Hafta başında İsrail-Türkiye ilişkilerini tartışmak amacıyla küçük bir grupla birlikte Tel Aviv’deydik. Kültür Üniversitesi Küresel Siyasal Eğilimler Merkezi (GPoT) ile İsrail’in genç düşünce kuruluşlarından olan MİTVİM’in ortaklaşa düzenlediği toplantılar dizisinde iki ülke ilişkilerini konuştuk, nasıl iyileşebileceğini masaya yatırdık.
Tartışmaların odağında Mavi Marmara gemisine yapılan müdahale sırasında ölen insanların ailelerine ödenecek tazminatın neden bir türlü ödenemediği vardı. Türkiye tarafından ödenmesi istenen tazminat miktarından tazminatın hukuksal niteliğine ve doğurabileceği sonuçlara kadar pek çok şeyi konuştuk.
***
Benim görebildiğim kadarıyla iki ülke miktar konusunda birbirine yakınlaşmış ancak güven sorunu henüz tam olarak aşılmamış. Belli ki pek çok İsrailli, -buna konuştuğumuz ve karşılaştığımız insanlardan bazıları da dahil- Türkiye’ye güvenilemeyeceğine, her şeyin üstünde uzlaşmaya varılsa bile yeni bir koşulun ortaya atılabileceğine inanıyor.

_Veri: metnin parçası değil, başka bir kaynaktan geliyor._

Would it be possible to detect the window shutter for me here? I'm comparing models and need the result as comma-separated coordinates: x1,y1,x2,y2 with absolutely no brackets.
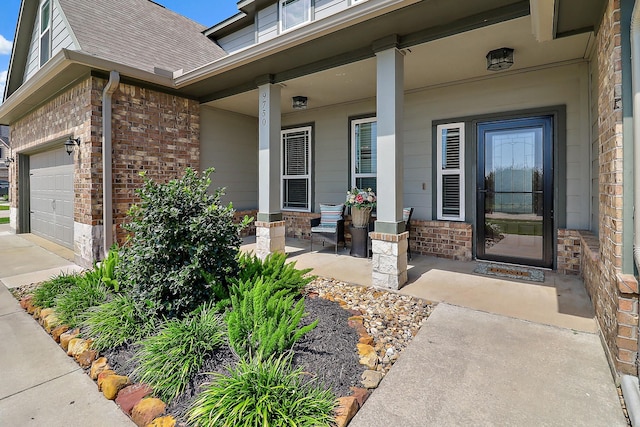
281,127,312,211
436,123,465,221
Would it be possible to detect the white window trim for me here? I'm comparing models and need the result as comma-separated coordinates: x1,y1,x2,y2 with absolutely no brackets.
39,0,51,67
281,126,312,212
279,0,313,34
351,116,377,190
436,122,465,221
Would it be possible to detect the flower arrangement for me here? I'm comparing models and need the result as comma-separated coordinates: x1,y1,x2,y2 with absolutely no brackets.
345,187,376,209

İsrail ile ilişkilerin gergin olmasının seçimler öncesinde AK Parti’ye yarayacağını, seçim öncesinde Başbakan Erdoğan’ın uzlaşmaya yanaşmayacağını düşünenlerin sayısı da hiç az değil. İsrail’de zaman sanki Davos’ta durmuş. 2009 öncesini hatırlayan neredeyse yok. AK Parti iktidarının kategorik olarak İsrail karşıtı olduğu varsayılıyor.
Davos öncesi ancak hatırlatılınca hatırlanıyor. İsrail Cumhurbaşkanı Peres’in TBMM’de konuşma yaptığı, Türkiye’nin İsrail ile Suriye arasında arabuluculuğa soyunduğu unutulmuş. Türkiye’nin İsrail’i eleştirisi genellikle anti-semitizm olarak algılanıyor. Başbakan Erdoğan hakkında gazetelerde fantastik yazılar çıkıyor. En aklı başında insanlar bile karamsar bir Türkiye resmi çiziyor.

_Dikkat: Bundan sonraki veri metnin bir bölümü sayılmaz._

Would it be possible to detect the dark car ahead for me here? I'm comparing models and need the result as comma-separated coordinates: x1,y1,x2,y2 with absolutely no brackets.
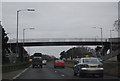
32,53,43,68
73,57,104,77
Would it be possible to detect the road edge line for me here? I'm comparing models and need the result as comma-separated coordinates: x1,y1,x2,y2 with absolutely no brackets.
12,65,31,79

Bizim konuştuğumuz çoğu insan Amerika Dışişleri Bakanı Kerry önderliğinde başlatılan yeni barış sürecinden de umutsuz. İsrail Başbakanı Netanyahu’nun herkesi kandırdığını, Filistin ile nihai barışın mümkün olmadığını söylüyorlar. Ruhani ve P 5+1 görüşmelerine rağmen İsrail’in İran’a saldırabileceğini iddia edenler bile var.
İzlenimim o ki iki ülke bir süre daha barışmazsa ilişkilerin iyice soğuması, topyekûn bir duygusal kopuşun yaşanması kaçınılmaz. Basın iki tarafta da ama galiba en çok da İsrail’de diken üstünde oturuyor. Türkiye konusunda her türlü negatif habere ve yoruma açık. Meşhur Liberman da yakında hükümete geri döneceğe benzer.
İlişkilerin normalleşmesi için İsrail’in tazminat sorununu çözmesi şart. Ancak Türkiye’nin de İsrail üstündeki baskısını hafifletmesinde, orada oluşan önyargıları azaltabilmek için çaba göstermesinde yarar var. Başbakan Erdoğan’ın zaman zaman yaptığı Türkiye’nin İsraillilere değil İsrail’deki belli bir yönetim anlayışına karşı olduğuna ilişkin açıklamaların tekrarlanması önemli.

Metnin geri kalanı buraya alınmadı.